EX-10.4 3 c61873exv10w4.htm EX-10.4 exv10w4
Exhibit 10.4
[***] — Indicates confidential information. Confidential treatment requested.
Portion omitted filed separately with the Securities and Exchange Commission.
Between the undersigned :
SODIMA (hereinafter referred to as « SODIMA »), a private limited company incorporated under the laws of France (Société par Actions Simplifiée) with a capital of 74.147.940 euros, registered with the Trade and Companies Register of Paris under n°440 769 032, with its registered offices at 170 bis Boulevard du Montparnasse, 75014 Paris, France, and its administrative offices at 150 rue Gallieni, 92640 Boulogne-Billancourt France, represented by Mr. Lucien Fa, its President, duly authorized for the purpose of this Amendment,
On the one hand,
General Mills, Inc., a US Corporation, incorporated in Delaware with its head office located at Number One General Mills, Minneapolis, Minnesota 55426, United States of America (hereinafter referred to as « GMI »), on behalf of itself and all of its more than fifty percent (50%) owned or controlled (directly or indirectly) domestic subsidiaries (hereinafter referred to as « Licensee »), represented by Ms. Becky O’Grady, duly authorized for the purpose of this Amendment,
On the other hand,
Hereafter referred to individually as a “Party” or collectively as the “Parties”,
WHEREAS, « Société de Développements et d’Innovations des Marchés Agricoles et Alimentaires-Sodima-Union de Coopératives Agricoles » and GMI executed on September 9, 1977 a YOPLAIT MANUFACTURING AND DISTRIBUTION LICENSE AGREEMENT (hereinafter referred to as the « Agreement »),
WHEREAS, the rights of « Société de Développements et d’Innovations des Marchés Agricoles et Alimentaires-Sodima-Union de Coopératives Agricoles » in the Agreement have been transferred to SODIMA International SA and then to SODIMA,



WHEREAS, the Agreement provided in article VI.8 that the Licensee shall not use any of the Trademarks in connection with any other trademarks or trade name not owned by SODIMA,
WHEREAS, the Licensee now wishes to test new Yoplait yogurts [***](hereinafter referred to as the « [***] Yogurts »),
WHEREAS, the Licensee wishes to use the GMI owned trademark [***] as identified in Appendix 1 to this Amendment (hereinafter referred to as the « GMI Trademark ») in connection with:
-   the packaging and sale of the [***] Yogurts, and
-   the Trademarks in the advertisement of the [***] Yogurts, and
WHEREAS, SODIMA is willing to permit the Licensee to use the GMI Trademark in the advertisement and sale of the [***] Yogurts.

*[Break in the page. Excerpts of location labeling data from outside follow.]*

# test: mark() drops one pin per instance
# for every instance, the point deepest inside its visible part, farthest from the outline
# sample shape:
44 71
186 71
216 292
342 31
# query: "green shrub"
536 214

NOW, THEREFORE, in consideration of the promises herein contained, it is agreed as follows :
1. Notwithstanding Article VI.8 of the Agreement, the Licensee may use the GMI Trademark in connection with the Trademarks in the advertisement and sale of the [***] Yogurts in the Territory (with the exception of export countries or territories):
-   so long as the GMI Trademark is used in reference to [***], and
-   for the duration of the present Amendment.
2. The Licensee will not use the GMI Trademark in connection with any Products, other than the [***] Yogurts, covered by the Agreement without the prior written approval of SODIMA.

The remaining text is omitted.